** @fcalderan's answer solves the issue and all credit reserved. ** 
This obviously breaks the square shape, but if you would be using any text a small adjustment will work in your favor. You could rather use the ::after pseudo element to not push down or split potential content. Changing to display: block also removes the necessity of vertical-aling: top as far as I know. 
To further preserve the aspect ratio when using text, I'd make the text position: absolute.

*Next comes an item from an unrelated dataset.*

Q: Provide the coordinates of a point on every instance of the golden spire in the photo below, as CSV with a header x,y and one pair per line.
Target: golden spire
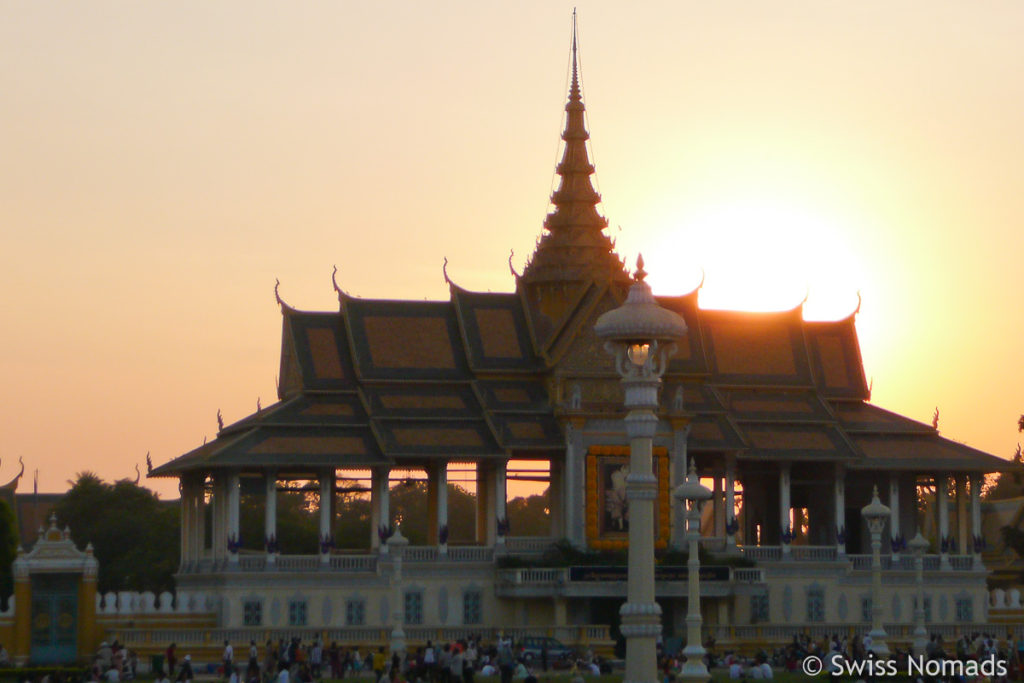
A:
x,y
574,246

See the snippet below when using ::before vs. ::after to illustrate my point. 
.container,
.container2 {
  display: grid;
  grid-template-columns: 1fr 1fr 1fr 1fr;
  grid-gap: 5px;
}
.container div {
  background-color: red;
}
.container div::before {
  content: "";
  padding-bottom: 100%;
  display: inline-block;
  vertical-align: top;
}
.container2 div::after {
  content: "";
  padding-bottom: 100%;
  display: block;
}
.container2 .text {
  position: absolute;  
}
.container2 div {
  background-color: green;
  position: relative;
  overflow: hidden;
}
<div class="container">
  <div>
    <div class="text">Here is some text.</div>
  </div>
  <div>
    <div class="text">Here is some more text.</div>
  </div>
  <div>
    <div class="text">Here is some longer text that will break how this looks.</div>
  </div>
</div>
  
  <hr>
  <div class="container2">
  <div>
    <div class="text">Here is some text.</div>
  </div>
  <div>
    <div class="text">Here is some more text.</div>
  </div>
  <div>
    <div class="text">Here is some longer text that will break how this looks.</div>
  </div>
</div>